Mas, por qual motivo a tragédia romanceada por Rachel de Queiroz não se repetiu cem anos depois? Simples: o Ceará vem se preparando há décadas para superar o quadro causado pelas secas com políticas de recursos hídricos bem planejadas. Mesmo assim, reservas como o grande Castanhão pratizamente zeraram na estiagem mais recente.
Tanto que Fortaleza passou por uma perigosa situação que impeliu o Governo a por em prática programas emergenciais para garantir o fornecimento mínimo de água na Capital ao mesmo tempo em que projetou ações de médio prazo. Afinal, estamos sempre à espreita de um novo período de poucas e mal distribuídas chuvas.
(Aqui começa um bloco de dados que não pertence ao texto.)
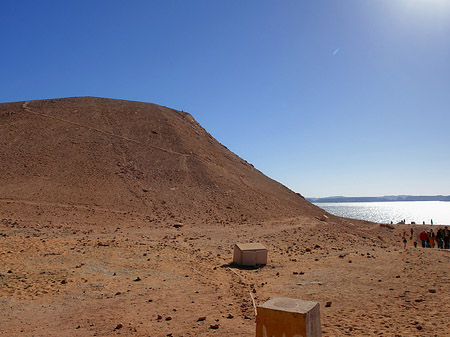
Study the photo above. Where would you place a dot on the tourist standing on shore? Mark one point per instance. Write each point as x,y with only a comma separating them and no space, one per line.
446,234
440,238
431,237
424,238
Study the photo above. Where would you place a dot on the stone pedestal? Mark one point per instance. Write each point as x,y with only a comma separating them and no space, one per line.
288,317
250,254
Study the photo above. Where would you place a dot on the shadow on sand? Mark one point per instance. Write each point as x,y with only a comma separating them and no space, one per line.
240,267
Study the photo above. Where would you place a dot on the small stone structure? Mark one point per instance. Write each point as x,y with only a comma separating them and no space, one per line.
249,254
288,317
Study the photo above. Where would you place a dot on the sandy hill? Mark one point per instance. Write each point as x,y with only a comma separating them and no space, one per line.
95,154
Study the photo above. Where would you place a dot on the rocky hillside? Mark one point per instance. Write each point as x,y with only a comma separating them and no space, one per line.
121,156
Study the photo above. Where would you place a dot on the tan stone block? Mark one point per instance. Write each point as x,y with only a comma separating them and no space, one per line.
288,317
249,254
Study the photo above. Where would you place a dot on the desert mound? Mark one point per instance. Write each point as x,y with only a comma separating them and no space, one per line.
95,154
119,218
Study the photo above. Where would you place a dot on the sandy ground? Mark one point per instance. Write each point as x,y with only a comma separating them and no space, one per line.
119,218
141,279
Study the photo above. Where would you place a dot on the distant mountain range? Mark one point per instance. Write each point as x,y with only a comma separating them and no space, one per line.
384,198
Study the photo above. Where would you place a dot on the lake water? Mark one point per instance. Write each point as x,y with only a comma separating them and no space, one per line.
385,212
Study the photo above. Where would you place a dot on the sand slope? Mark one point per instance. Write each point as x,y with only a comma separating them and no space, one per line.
119,218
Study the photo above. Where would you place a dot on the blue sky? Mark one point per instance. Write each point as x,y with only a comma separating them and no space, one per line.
348,97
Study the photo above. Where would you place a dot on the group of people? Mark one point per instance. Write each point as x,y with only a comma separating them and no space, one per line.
431,239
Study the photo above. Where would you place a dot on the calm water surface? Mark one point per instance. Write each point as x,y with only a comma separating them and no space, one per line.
385,212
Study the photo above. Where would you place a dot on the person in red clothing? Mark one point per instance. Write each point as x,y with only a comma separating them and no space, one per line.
424,238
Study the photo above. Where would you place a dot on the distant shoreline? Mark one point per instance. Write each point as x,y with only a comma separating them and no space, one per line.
391,198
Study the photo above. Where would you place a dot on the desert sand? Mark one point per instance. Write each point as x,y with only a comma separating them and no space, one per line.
119,218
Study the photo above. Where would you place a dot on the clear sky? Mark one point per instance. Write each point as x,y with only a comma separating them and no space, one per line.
329,97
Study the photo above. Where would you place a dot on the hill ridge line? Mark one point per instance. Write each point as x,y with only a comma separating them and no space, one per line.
26,108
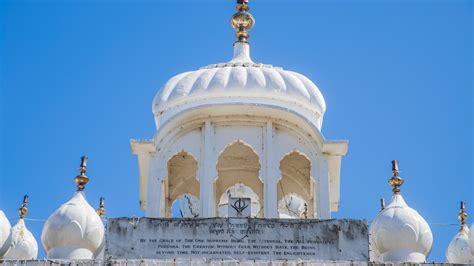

Uma das principais ações públicas para gerar segurança hídrica para Fortaleza foi justamente o lançamento do projeto da Dessal que agora começa a ser analisado do ponto de vista do equilíbrio ambiental.
O que está em jogo é o acesso pleno à água de beber da população que mora na quarta maior cidade do Brasil. O imenso mar que já é um grande ativo econômico do Ceará (turismo, pesca, portos), agora vai servir de manancial para a água a ser servida em milhares de residências. Tanto para beber como para suprir as necessidades mais básicas de higiene e alimentação.
A SPE Águas de Fortaleza, sociedade empresarial que ganhou a licitação da Dessal, prevê iniciar as obras já no primeiro semestre de 2024, com início da operação em 2026. O investimento é de cerca de R$ 520 milhões. O equipamento ficará no bairro Praia do Futuro e terá capacidade de produção de 1 m³/s, aumentando em 12% a oferta de água e beneficiando cerca de 720 mil pessoas da Capital.
A dessalinização da água do mar para uso humano e doméstico é uma técnica já bastante conhecida no mundo.
Como é: A dessalinização da água do mar ocorre por meio de um processo chamado Osmose Reversa. Nesse modelo, a água é captada por uma torre submersa no mar e conduzida por tubos para uma estação elevatória que será construída em terra. Ela bombeia a água do mar para os primeiros filtros de areia, onde o líquido é separado de todo material particulado.
Após esse pré-tratamento, a água passa por filtros ainda mais finos antes de entrar no processo de Osmose Reversa, o coração do sistema, responsável por separar da água salgada os sais dissolvidos, deixando a água dessalinizada. A água passa, então, por um processo de remineralização, desinfecção e fluoração para atender aos parâmetros de potabilidade e então ser entregue nos reservatórios da Cagece, que é a responsável pela distribuição.
A SPE Águas de Fortaleza teve o cuidado de contratar a empresa israelense IDE Technologies, que já participou de projetos similares em países como Israel, Chile, Estados Unidos, Índia, Singapura e Taiwan.
As etapas burocráticas relacionadas à questão ambiental são obrigatórias e fundamentais para bom andamento do projeto. A expectativa é que a análise do EIA/Rima pelos órgãos públicos tanto do Estado quanto da Capital mantenha o equilíbrio entre a celeridade e a objetividade.
A audiência pública desta sexta-feira, que tem participação da estatal Cagece, é aberto à sociedade civil, entidades de classe e órgãos públicos. O objetivo dar visibilidade aos resultados dos estudos realizados sobre o impacto ambiental do projeto que transformará água marítima em água potável, além de responder dúvidas acerca do tema e coletar sugestões dos participantes.